Page:Dumas - Le Comte de Monte-Cristo (1889) Tome 2.djvu/288

Cette page a été validée par deux contributeurs.

— C’est-à-dire, quand vous dites invisible, mon cher Franz, dit Albert, c’est tout bonnement pour faire du mystérieux. Pour qui prenez-vous donc ce domino bleu qui était à la fenêtre tendue de damas blanc ?

— Et où était cette fenêtre tendue de damas blanc ? demanda la comtesse.

— Au palais Rospoli.

— Le comte avait donc trois fenêtres au palais Rospoli ?

— Oui.
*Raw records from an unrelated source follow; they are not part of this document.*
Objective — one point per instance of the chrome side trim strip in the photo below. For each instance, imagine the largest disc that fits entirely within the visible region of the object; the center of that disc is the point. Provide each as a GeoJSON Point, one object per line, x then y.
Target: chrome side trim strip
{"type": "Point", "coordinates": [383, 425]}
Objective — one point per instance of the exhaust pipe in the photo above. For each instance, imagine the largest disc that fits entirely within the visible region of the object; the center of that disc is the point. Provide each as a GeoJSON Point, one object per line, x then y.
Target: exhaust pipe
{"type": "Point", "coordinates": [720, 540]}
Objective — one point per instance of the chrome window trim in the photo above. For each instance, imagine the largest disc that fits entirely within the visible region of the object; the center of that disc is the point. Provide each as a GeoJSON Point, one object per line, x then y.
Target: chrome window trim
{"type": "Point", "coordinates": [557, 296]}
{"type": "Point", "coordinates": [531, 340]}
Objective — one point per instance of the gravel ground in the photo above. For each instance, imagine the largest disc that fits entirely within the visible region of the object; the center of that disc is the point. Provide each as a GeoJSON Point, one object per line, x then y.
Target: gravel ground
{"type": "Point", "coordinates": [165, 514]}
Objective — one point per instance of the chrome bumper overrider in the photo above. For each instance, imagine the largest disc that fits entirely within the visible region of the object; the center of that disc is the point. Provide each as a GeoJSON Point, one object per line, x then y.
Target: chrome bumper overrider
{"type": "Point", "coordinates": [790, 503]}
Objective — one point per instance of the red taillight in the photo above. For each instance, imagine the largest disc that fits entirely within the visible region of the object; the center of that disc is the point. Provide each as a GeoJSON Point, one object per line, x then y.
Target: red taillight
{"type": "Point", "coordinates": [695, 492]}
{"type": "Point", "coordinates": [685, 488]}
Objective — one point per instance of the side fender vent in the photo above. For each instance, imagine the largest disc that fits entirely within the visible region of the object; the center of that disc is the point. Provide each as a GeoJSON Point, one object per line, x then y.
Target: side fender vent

Êtes-vous passée rue du Cours ?

— Sans doute.

— Eh bien ! avez-vous remarqué deux fenêtres tendues de damas jaune et une fenêtre tendue de damas blanc avec une croix rouge ? Ces trois fenêtres étaient au comte.

— Ah çà ! mais c’est donc un nabab que cet homme ? Savez-vous ce que valent trois fenêtres comme celles-là pour huit jours de carnaval, et au palais Rospoli, c’est-à-dire dans la plus belle situation du Corso ?

— Deux ou trois cents écus romain.

— Dites deux ou trois mille.

— Ah diable !

— Et est-ce son île qui lui fait ce beau revenu ?

— Son île ? elle ne rapporte pas un bajocco.

— Pourquoi l’a-t-il achetée alors ?

— Par fantaisie.

— C’est donc un original ?

— Le fait est, dit Albert, qu’il m’a paru assez excentrique. S’il habitait Paris, s’il fréquentait nos spectacles, je vous dirais, mon cher, ou que c’est un mauvais plaisant qui pose, ou que c’est un pauvre diable que la littérature a perdu ; en vérité, il a fait ce matin deux ou trois sorties dignes de Didier ou d’Antony.